Insomma, il più bello deve venire. Dio ama e salva l’uomo intero, cioè anima e corpo. Servire Dio soltanto con il corpo ci riduce a schiavi, a forza lavoro; servirlo soltanto con l’anima renderebbe vana la nostra condizione umana, così fisica. Nelle raffigurazioni bizantine, Maria che muore non è da sola, ma circondata da tutti i discepoli e apostoli. La tradizione vuole che intorno a Maria miracolosamente furono portati gli apostoli.

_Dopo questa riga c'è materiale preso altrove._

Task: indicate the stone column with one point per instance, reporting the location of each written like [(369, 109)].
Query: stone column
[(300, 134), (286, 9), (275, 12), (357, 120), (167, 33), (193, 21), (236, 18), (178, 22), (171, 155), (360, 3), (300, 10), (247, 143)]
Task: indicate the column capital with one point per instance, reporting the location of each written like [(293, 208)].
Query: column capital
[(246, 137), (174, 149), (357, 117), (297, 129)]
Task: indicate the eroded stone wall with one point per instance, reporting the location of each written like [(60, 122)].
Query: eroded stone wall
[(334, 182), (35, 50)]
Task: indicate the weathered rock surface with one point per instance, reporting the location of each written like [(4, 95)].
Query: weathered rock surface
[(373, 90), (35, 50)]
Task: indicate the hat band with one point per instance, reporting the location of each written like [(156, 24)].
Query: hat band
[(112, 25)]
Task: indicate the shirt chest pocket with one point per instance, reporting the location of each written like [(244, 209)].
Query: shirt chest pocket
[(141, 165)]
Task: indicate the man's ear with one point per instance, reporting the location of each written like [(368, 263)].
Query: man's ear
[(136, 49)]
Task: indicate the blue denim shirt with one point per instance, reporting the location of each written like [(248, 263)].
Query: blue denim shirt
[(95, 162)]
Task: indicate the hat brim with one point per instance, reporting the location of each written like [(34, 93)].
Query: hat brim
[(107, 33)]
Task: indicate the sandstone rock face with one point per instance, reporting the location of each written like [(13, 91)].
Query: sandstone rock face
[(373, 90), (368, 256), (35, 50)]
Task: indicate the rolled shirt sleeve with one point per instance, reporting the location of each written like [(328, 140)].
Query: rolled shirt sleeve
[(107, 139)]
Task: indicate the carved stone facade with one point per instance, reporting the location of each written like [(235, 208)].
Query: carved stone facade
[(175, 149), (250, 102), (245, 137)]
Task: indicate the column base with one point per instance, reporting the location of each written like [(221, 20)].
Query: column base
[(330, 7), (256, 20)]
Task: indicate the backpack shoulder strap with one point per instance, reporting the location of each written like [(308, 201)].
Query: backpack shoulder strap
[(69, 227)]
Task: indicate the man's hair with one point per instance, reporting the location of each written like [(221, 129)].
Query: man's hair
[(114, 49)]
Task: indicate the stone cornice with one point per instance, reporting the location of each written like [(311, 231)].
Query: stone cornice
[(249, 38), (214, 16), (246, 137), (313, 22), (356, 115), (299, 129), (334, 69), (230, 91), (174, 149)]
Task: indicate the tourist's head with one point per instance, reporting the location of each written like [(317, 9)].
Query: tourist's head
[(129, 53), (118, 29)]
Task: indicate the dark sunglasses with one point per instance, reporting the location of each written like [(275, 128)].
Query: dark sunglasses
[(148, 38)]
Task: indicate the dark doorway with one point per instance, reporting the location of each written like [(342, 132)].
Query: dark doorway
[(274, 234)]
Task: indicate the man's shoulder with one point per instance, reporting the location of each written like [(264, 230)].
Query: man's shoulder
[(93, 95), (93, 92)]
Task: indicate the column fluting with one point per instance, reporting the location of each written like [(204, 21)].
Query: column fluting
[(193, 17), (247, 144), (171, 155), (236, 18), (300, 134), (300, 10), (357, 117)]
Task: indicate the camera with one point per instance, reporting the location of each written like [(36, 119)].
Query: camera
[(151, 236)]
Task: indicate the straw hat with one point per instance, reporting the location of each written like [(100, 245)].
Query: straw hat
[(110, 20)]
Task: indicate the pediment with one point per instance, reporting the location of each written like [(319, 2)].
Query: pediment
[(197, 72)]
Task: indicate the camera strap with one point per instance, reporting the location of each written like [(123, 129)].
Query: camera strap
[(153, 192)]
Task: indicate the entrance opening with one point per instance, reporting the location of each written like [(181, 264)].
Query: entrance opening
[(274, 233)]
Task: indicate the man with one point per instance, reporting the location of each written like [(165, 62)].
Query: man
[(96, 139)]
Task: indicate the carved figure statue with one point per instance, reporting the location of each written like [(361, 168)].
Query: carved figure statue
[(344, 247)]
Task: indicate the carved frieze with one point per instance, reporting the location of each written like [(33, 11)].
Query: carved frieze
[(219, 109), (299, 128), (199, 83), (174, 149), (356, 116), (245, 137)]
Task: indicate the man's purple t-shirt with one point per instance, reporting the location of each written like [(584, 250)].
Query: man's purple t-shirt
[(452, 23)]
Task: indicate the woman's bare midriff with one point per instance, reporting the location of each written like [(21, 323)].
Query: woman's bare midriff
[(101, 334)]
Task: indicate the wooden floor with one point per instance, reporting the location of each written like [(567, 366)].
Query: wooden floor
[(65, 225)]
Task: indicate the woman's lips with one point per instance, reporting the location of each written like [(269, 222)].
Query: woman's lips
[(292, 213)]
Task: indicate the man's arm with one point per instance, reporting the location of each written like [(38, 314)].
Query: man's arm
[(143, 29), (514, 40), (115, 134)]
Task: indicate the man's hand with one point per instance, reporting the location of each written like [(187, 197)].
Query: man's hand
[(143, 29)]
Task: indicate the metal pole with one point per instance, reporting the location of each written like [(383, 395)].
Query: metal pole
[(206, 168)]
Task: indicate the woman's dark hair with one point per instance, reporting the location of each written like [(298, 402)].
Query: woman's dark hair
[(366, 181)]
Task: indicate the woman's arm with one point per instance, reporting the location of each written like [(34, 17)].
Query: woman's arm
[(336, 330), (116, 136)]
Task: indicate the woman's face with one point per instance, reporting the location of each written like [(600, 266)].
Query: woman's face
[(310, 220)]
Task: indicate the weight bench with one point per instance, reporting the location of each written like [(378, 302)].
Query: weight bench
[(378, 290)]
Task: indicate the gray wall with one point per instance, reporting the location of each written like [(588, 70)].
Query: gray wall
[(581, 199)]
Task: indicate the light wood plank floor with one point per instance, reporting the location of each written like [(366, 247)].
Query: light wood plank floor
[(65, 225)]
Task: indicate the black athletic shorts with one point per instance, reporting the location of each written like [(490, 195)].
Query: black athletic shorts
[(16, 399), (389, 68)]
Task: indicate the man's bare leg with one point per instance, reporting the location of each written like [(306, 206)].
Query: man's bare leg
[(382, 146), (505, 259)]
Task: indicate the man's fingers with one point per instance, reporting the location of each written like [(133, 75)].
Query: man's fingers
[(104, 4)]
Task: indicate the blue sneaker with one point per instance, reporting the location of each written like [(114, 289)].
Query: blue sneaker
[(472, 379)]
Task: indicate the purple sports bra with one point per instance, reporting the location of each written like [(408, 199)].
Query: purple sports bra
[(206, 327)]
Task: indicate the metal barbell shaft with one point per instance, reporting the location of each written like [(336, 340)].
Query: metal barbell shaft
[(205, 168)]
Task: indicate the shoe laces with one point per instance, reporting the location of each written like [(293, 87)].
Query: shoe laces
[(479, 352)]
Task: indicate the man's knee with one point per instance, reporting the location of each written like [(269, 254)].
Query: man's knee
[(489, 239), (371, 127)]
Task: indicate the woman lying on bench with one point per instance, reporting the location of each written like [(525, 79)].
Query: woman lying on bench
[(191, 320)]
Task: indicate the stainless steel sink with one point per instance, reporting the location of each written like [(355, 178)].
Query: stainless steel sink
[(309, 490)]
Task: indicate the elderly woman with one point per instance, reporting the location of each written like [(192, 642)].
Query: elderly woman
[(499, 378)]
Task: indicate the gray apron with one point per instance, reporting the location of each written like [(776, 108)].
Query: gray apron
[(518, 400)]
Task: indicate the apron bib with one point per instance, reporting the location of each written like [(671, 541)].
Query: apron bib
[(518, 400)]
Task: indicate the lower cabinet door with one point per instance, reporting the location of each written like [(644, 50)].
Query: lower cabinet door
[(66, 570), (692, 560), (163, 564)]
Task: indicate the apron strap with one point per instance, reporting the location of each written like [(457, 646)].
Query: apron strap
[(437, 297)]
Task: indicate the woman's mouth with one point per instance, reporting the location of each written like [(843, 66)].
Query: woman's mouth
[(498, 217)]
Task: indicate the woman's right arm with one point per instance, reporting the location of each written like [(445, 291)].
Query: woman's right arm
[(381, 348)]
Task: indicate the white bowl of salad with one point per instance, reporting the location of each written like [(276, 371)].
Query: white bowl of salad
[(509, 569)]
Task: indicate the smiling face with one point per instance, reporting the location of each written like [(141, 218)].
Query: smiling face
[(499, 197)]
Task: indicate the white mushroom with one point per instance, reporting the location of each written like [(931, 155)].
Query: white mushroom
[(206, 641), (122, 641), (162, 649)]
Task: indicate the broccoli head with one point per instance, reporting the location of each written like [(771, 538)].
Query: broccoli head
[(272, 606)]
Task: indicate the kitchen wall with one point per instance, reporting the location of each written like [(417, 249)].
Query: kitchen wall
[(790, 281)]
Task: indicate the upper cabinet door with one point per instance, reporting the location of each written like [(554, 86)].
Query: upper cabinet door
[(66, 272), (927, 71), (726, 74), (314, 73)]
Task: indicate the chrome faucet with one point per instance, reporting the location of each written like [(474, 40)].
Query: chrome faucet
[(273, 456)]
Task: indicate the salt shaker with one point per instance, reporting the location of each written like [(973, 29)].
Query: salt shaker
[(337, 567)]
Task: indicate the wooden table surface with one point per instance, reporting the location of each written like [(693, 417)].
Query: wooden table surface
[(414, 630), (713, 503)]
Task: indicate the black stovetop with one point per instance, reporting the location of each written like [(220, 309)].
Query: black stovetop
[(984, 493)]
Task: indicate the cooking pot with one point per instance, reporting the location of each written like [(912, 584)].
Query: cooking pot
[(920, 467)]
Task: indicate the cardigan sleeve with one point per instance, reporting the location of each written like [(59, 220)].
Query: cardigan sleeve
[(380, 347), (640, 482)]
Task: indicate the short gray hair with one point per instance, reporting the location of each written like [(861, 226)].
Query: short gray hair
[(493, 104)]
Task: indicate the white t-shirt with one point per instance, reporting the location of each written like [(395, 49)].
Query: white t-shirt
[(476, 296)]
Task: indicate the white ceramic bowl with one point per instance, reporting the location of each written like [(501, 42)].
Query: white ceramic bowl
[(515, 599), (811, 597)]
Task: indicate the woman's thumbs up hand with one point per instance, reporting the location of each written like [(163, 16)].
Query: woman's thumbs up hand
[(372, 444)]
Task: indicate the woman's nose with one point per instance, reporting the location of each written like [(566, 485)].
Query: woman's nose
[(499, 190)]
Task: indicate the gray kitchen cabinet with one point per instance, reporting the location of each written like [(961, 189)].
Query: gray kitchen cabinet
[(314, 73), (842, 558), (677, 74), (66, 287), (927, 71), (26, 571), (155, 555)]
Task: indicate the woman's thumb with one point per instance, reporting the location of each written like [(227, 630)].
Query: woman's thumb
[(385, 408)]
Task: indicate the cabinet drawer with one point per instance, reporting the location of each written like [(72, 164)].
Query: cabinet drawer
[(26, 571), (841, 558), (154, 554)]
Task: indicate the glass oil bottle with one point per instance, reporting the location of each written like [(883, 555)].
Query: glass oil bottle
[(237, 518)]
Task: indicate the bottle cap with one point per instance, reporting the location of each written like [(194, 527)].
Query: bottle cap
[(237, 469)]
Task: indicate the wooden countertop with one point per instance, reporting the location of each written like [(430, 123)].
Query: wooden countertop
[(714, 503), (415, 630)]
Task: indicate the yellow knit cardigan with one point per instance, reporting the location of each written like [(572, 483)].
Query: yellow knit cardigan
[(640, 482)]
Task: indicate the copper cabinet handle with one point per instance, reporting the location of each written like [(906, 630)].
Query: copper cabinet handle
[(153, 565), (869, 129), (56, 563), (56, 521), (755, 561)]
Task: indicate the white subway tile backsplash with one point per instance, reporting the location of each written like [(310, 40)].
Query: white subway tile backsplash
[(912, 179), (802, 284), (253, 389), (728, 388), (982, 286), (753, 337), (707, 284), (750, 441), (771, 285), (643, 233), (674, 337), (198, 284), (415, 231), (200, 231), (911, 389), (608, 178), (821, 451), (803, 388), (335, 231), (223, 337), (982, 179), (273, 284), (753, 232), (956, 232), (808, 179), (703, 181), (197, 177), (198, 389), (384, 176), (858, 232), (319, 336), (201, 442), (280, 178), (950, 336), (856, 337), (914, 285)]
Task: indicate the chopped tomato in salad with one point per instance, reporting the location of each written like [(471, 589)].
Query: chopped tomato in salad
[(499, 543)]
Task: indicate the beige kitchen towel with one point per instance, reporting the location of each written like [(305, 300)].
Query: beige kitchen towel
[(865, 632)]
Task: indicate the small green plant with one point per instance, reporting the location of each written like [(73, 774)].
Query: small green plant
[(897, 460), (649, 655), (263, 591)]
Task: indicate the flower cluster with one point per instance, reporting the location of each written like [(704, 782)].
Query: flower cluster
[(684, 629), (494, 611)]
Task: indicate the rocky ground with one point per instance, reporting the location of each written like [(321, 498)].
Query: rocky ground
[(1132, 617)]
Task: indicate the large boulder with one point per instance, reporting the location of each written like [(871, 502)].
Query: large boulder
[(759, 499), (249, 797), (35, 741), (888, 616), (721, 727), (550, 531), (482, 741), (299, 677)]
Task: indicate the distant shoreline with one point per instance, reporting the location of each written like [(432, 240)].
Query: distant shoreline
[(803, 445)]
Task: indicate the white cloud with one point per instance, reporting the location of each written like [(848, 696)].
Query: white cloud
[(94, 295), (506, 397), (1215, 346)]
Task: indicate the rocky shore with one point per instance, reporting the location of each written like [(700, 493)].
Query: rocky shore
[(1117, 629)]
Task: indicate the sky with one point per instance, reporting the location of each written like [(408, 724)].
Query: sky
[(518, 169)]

Hanno bisogno della madre e Lei dei suoi figli, quelli che Gesù Le ha affidato. Penso alla disumana solitudine che ha circondato e circonda la morte di tante persone. Quanta amara sofferenza! Nell’amore, anche quando non ci sono fisicamente, questi legami si sentono, rassicurano, ma anche cercheranno di fare tutto il possibile perché siano concreti, fisici, coinvolgano tutta la nostra e loro vita. Proprio come Maria, perché alla fine della sua vita con il suo corpo viene dolcemente presa in braccio da Gesù che la «inciela», la conduce nella sua casa, perché siamo fatti per il cielo, per quell’«amor che move il sole e l’altre stelle».